【发布时间】:2018-06-20 11:07:46
【问题描述】:
我正在使用parallel 包中的mclapply 在高性能集群上使用lme4 包估计混合 glmer 模型。我遇到了described here 的问题。我应用了添加mc.preschedule=F 的建议修复,但问题仍然存在。代码设置为described here。
我不确定如何解决它,有什么想法吗?我应该切换到另一种并行化方法吗?如果有,怎么做?
这是我的代码,但基本上它遵循链接文章的逻辑:
rm(list = ls())
require(lme4)
require(parallel)
load(file="//share//home//eborbath//ess_rescaled.Rda") # load data
# paralelizing function
f_lmer_mc = function(data, calls, mc.cores) {
require(parallel)
if (is.data.frame(data))
data = replicate(length(calls), data, simplify = F)
for (i in 1:length(data)) attr(data[[i]], "cll") = calls[i]

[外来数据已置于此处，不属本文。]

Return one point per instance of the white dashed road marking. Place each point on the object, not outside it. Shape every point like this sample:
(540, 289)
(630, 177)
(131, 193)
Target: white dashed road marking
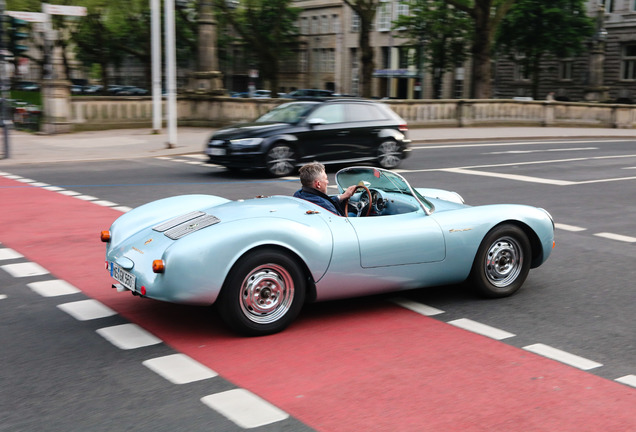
(482, 329)
(420, 308)
(179, 368)
(53, 288)
(628, 379)
(562, 356)
(6, 254)
(617, 237)
(128, 336)
(24, 269)
(569, 227)
(244, 408)
(85, 310)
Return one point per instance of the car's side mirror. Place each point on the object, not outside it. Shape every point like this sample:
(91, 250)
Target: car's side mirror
(315, 121)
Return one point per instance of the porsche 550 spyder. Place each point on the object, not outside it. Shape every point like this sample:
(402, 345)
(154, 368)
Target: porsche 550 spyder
(259, 260)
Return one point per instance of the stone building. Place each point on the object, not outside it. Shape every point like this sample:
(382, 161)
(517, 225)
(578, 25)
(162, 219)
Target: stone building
(605, 71)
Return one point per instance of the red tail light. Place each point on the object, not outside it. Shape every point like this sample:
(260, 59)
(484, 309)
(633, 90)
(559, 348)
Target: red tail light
(158, 266)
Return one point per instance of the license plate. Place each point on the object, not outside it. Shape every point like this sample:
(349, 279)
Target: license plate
(216, 152)
(122, 276)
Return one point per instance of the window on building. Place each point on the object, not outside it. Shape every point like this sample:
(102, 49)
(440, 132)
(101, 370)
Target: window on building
(386, 57)
(628, 63)
(302, 58)
(355, 22)
(403, 59)
(304, 25)
(565, 70)
(384, 16)
(403, 8)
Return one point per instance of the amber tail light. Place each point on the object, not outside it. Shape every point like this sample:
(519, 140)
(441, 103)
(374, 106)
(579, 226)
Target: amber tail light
(105, 236)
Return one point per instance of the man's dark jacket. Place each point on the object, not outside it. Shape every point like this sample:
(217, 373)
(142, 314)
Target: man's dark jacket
(325, 201)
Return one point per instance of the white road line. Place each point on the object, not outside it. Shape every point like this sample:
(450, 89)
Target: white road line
(562, 356)
(128, 336)
(244, 408)
(504, 144)
(53, 288)
(24, 269)
(6, 254)
(420, 308)
(617, 237)
(86, 197)
(569, 227)
(105, 203)
(482, 329)
(628, 379)
(85, 310)
(69, 193)
(508, 176)
(179, 368)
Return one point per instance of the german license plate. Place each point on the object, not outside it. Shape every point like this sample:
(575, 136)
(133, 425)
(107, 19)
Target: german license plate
(122, 276)
(216, 151)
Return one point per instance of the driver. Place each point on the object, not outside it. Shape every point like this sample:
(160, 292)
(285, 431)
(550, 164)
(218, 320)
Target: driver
(314, 181)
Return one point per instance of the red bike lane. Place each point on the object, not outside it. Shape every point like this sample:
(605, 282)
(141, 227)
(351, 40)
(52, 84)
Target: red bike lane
(352, 366)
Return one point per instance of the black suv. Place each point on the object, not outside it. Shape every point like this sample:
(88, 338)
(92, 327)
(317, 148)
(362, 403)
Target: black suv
(330, 131)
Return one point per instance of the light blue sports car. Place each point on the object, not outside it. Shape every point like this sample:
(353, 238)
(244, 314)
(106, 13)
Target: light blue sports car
(259, 260)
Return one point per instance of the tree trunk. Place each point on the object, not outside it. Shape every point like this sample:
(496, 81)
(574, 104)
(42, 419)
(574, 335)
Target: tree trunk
(481, 71)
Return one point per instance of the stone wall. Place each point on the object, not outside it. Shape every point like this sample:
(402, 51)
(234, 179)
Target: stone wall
(98, 113)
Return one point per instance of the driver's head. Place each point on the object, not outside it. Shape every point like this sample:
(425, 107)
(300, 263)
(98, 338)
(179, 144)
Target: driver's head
(313, 175)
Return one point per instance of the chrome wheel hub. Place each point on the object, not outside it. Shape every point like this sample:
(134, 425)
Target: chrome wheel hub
(503, 262)
(267, 294)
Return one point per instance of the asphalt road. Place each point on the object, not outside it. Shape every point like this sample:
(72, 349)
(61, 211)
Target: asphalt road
(580, 302)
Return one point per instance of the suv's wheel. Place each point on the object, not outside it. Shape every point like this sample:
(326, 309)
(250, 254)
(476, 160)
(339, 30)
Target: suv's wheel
(389, 154)
(280, 160)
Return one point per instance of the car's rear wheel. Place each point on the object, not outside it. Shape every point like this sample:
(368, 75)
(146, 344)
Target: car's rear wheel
(280, 160)
(263, 293)
(502, 262)
(389, 154)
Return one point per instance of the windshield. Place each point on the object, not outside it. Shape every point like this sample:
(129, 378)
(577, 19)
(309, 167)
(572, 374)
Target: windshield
(376, 178)
(290, 113)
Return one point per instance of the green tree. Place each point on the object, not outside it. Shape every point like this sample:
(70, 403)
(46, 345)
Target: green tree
(268, 29)
(366, 10)
(535, 30)
(486, 16)
(439, 32)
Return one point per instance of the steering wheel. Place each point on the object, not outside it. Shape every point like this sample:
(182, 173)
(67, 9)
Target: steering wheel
(362, 202)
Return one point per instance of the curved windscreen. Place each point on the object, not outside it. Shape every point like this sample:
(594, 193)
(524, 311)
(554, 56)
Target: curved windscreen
(376, 178)
(287, 113)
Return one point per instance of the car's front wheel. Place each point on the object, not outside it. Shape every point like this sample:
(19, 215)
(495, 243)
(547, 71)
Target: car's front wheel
(280, 160)
(502, 262)
(263, 293)
(389, 154)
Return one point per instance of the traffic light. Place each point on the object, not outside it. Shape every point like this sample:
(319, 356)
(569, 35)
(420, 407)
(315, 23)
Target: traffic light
(17, 32)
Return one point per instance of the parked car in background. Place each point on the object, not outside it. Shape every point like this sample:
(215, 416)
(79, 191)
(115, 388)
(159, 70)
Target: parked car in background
(308, 93)
(331, 131)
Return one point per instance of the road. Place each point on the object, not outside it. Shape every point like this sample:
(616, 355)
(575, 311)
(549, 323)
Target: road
(362, 364)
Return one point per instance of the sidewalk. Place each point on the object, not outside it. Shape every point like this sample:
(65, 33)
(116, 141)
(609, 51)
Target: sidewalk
(25, 148)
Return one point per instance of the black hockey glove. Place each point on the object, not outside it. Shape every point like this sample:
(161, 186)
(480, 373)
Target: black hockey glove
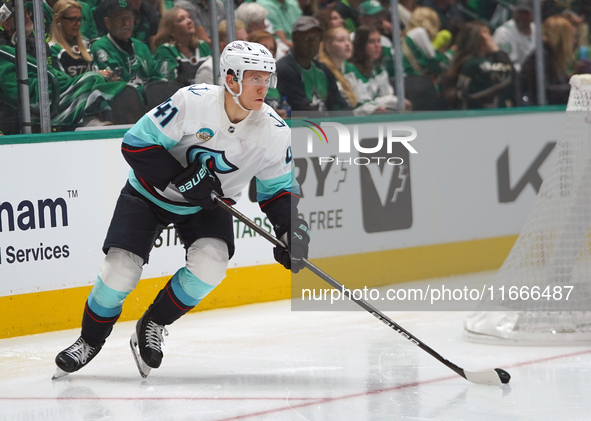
(197, 182)
(297, 237)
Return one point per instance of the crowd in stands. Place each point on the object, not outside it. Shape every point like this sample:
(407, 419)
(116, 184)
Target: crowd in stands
(112, 60)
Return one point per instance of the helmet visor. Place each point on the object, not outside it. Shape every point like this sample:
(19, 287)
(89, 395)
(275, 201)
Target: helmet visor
(269, 81)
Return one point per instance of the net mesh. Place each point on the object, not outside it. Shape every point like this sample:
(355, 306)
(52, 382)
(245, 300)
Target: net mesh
(551, 259)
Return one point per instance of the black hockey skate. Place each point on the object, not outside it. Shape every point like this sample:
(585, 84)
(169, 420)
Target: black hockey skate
(146, 343)
(74, 357)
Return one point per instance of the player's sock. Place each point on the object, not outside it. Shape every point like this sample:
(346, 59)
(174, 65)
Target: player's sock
(96, 328)
(167, 306)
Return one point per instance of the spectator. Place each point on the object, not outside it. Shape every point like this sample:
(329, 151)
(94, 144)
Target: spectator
(483, 74)
(371, 14)
(309, 7)
(329, 18)
(449, 16)
(145, 21)
(282, 15)
(420, 57)
(368, 80)
(516, 36)
(253, 15)
(273, 98)
(121, 53)
(205, 72)
(348, 10)
(422, 62)
(68, 49)
(83, 99)
(335, 49)
(178, 51)
(405, 9)
(307, 84)
(200, 13)
(559, 37)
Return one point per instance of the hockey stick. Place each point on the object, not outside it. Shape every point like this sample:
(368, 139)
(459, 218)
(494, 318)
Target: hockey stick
(496, 377)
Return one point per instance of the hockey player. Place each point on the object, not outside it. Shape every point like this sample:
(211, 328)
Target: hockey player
(204, 139)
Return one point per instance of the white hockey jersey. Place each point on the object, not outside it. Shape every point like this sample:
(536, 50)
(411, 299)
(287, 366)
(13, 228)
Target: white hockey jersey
(193, 124)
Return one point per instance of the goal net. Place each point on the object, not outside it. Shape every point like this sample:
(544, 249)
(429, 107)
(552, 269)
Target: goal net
(546, 278)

m.list = mclapply(data, function(i) eval(parse(text = attr(i, "cll"))),
mc.cores = mc.cores, mc.preschedule = FALSE)
return(m.list)
}
##########
# Models #
##########
controls <- c("gender", "agea", "eduyrs", "domicil", "unemployed", "rideol", "union", "pid", "hincfel")
values <- c("conformity", "universalism", "security")
issues <- c("gincdif", "freehms")
agr.ctrl <- c("gdp_wb_ppp", "wb_vae")
lr.agr <- c("lr_rsquar_std", "ri_l2_std")
val.agr <- c("mean_univ", "mean_conf", "mean_secur")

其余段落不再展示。